In IEA baseline (bin/predict_iea.py), the GO term of a protein is copied from its full set of uniprot-goa, which mainly includes (but is not limited) electronically inferred annotations with IEA evidence, hence the name. The confidence score of the GO term is determined by the evidence code from in the uniprot-goa annotation. In our previous study, we obtained statistics on the portion of GO terms with the same evidence code e that are either experimentally confirmed (N_confirm(e)) or rejected with a "NOT" qualifier in a later release (N_reject(e)). The confidence score of the evidence code e is therefore:

Cscore_iea(e) = N_confirm(e) / ( N_confirm(e) + N_reject(e) )   ... (14)

Result

See full results at the results/ folder.

results/Fmax_full.png In terms of Fmax at "full" mode, different scoring in the order of accuracy are: evalue < localID < naive1 ≈ naive2 < bitscore1 < bitscore2 ≈ bitscore3 ≈ globalID1 ≈ globalID2 ≈ globalID3 < rank < iea < freq < metago < netgo.

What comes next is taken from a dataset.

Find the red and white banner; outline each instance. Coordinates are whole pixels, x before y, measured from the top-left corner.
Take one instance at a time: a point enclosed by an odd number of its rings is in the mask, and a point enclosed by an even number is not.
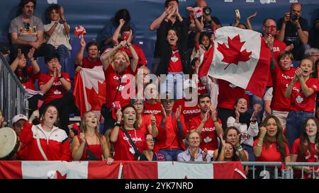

In particular, the three scoring functions that consider all hits (freq, metago, netgo) result in consistently higher accuracy than all scorings that use only the top hit of each term (evalue, localID, bitsore, globalID, rank), including the current official "blast" baseline (localID) used in CAFA assessment.

results/Fmax_full_diamond.png Comparison among DIAMOND, NW and blast show that global alignment does not result in significantly more accurate GO prediction than local alignment, and that the faster DIAMOND is slightly worse than blast under default parameters. The performance of NW and blast are the same because NW only realigns the same set of hits found by blast.

License

This program is free software: you can redistribute it and/or modify it under the terms of the GNU General Public License as published by the Free Software Foundation, either version 2 of the License, or (at your option) any later version.